Insomma le conoscenze su queste correlazioni tra genetica e comportamento stanno aumentando progressivamente e vertiginosamente. Non altrettanto stanno aumentando le cornici normative e giuridiche entro cui si inseriranno questi dati e queste conoscenze. E’ ipotizzabile come gli avvocati difensori cavalcheranno queste evidenze per sottrarre gli imputati che loro difendono dalle responsabilità giuridiche, così come è ipotizzabile far ricadere condotte devianti sotto il profilo di uno stato di malattia, geneticamente determinato. Il magistrato quindi si troverà di fronte a situazioni nuove in cui potrebbe essere chiamato ad ordinare non una condanna in carcere, bensì l’obbligo di una terapia che prevenga ulteriori condotte criminali.
Altre ricadute giuridiche potrebbero esserci sulla predittività dei comportamenti devianti, non ancora manifestati, e sulle indagini genetiche in corso di assunzione presso ditte private ed enti pubblici. C’è infatti il problema della prevenzione per i soggetti a rischio genetico, ma che ancora non hanno commesso il crimine. Che fare in questi casi? Lombroso a suo tempo si espresse per un internamento preventivo a vita che salvaguardava la società dai rischi del “criminale nato”, parere che fu accolto dal legislatore di quel tempo e dal 1908 in poi si sono internati a vita in manicomio criminale soggetti che avevano solo la predisposizione “fisica” al crimine, senza ancora averlo commesso.

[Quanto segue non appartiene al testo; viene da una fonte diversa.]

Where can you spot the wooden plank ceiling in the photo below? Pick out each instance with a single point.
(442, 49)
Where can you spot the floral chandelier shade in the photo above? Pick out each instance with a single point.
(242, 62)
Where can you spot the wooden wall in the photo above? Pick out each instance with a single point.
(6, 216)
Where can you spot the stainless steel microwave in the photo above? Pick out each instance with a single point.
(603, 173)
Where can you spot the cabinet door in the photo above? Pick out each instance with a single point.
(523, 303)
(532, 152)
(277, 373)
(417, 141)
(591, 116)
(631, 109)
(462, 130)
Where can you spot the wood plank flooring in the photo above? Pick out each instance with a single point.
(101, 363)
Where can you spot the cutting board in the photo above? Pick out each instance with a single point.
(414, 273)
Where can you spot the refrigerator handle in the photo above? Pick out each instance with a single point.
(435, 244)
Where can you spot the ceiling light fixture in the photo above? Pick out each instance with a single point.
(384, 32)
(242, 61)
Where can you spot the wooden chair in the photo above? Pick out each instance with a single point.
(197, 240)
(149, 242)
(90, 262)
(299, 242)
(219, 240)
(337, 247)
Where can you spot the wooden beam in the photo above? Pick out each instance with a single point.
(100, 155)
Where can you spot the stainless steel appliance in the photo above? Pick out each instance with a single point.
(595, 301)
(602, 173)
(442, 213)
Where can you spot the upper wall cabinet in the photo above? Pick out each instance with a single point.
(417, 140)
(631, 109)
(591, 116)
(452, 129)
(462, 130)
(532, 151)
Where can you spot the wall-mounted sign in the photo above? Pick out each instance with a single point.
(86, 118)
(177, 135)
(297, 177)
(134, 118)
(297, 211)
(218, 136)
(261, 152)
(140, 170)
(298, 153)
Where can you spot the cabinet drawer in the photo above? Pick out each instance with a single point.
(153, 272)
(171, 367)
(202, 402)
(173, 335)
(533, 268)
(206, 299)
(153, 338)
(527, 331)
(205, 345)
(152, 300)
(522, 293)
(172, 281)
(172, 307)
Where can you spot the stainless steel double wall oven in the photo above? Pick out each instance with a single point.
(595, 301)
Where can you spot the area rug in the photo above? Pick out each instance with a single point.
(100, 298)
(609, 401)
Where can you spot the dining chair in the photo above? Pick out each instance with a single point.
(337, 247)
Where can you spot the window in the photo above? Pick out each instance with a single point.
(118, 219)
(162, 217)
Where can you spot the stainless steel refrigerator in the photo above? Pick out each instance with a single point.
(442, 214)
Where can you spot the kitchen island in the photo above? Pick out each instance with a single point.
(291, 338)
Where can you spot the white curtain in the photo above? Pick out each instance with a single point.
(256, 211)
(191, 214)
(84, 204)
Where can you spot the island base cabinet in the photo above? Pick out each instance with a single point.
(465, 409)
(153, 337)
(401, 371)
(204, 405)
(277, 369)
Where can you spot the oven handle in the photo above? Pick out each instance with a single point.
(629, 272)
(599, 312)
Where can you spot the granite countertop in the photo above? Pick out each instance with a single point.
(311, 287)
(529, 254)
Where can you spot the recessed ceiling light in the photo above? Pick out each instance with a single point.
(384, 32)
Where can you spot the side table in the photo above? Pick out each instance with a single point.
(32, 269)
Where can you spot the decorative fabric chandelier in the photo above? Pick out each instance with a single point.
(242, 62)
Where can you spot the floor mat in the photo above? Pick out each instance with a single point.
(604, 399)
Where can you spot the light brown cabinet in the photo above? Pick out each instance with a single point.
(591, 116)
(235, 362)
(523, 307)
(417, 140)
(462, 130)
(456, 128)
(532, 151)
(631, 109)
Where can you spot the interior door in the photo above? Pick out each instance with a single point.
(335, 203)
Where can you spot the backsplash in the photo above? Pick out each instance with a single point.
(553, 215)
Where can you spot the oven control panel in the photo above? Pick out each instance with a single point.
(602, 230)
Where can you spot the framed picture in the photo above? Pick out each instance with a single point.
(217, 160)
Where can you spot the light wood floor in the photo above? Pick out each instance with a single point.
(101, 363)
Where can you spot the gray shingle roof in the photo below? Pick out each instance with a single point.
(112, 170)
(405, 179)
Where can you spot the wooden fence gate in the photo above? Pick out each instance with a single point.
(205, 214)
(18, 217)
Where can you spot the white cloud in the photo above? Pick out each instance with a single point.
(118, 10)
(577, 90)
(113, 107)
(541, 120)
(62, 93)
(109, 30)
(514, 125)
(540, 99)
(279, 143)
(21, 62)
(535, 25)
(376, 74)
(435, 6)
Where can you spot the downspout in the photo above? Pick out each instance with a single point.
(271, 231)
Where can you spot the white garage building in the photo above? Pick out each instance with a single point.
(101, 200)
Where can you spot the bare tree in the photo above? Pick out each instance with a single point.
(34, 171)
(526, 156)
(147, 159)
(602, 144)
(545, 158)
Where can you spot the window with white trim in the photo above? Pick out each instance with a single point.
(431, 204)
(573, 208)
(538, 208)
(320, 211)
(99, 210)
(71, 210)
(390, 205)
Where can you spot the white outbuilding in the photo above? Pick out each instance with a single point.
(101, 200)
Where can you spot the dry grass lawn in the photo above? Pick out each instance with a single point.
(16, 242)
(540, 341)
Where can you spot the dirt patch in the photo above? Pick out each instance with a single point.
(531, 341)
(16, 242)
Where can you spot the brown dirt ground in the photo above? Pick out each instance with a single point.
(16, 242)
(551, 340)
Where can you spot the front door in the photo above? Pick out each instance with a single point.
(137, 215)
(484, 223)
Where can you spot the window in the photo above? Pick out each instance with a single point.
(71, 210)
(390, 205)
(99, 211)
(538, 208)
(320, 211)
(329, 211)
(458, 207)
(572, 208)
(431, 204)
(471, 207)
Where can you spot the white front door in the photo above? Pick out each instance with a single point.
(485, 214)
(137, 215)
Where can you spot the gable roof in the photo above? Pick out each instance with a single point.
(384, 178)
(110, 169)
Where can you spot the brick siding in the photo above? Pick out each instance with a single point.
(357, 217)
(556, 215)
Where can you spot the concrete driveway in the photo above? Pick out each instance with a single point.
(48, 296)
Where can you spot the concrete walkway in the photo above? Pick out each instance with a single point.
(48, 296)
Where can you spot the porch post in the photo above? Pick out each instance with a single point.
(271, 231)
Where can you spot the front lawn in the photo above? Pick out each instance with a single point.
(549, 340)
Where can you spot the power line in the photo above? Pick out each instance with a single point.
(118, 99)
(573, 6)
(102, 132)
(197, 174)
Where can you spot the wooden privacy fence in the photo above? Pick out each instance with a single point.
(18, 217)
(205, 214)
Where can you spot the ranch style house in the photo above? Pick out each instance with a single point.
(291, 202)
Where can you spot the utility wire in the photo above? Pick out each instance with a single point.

C’è poi il problema delle assunzioni e degli arruolamenti nelle Forze di polizia e nelle Forze armate: con l’indagine genetica è possibile stimare il rischio della vulnerabilità allo stress, alla depressione, al suicidio, alla condotta deviante. In tutti questi casi è possibile definire come inidoneo al servizio un soggetto solo sulla base di una predisposizione genetica. C’è il rischio quindi di sovrastimare queste risultanze biologiche dimenticando che la predisposizione genetica chiede comunque un completamento ambientale per potersi esprimere e che esistono anche conoscenze su condizionamenti in grado di ridurre ed annullare gli effetti della predisposizione genetica. Tutto questo chiede ulteriori studi, comunque in atto sia negli Usa che in Europa, e cornici giuridiche più evolute ed aggiornate, a tutt’oggi neanche ipotizzate dal legislatore italiano più illuminato.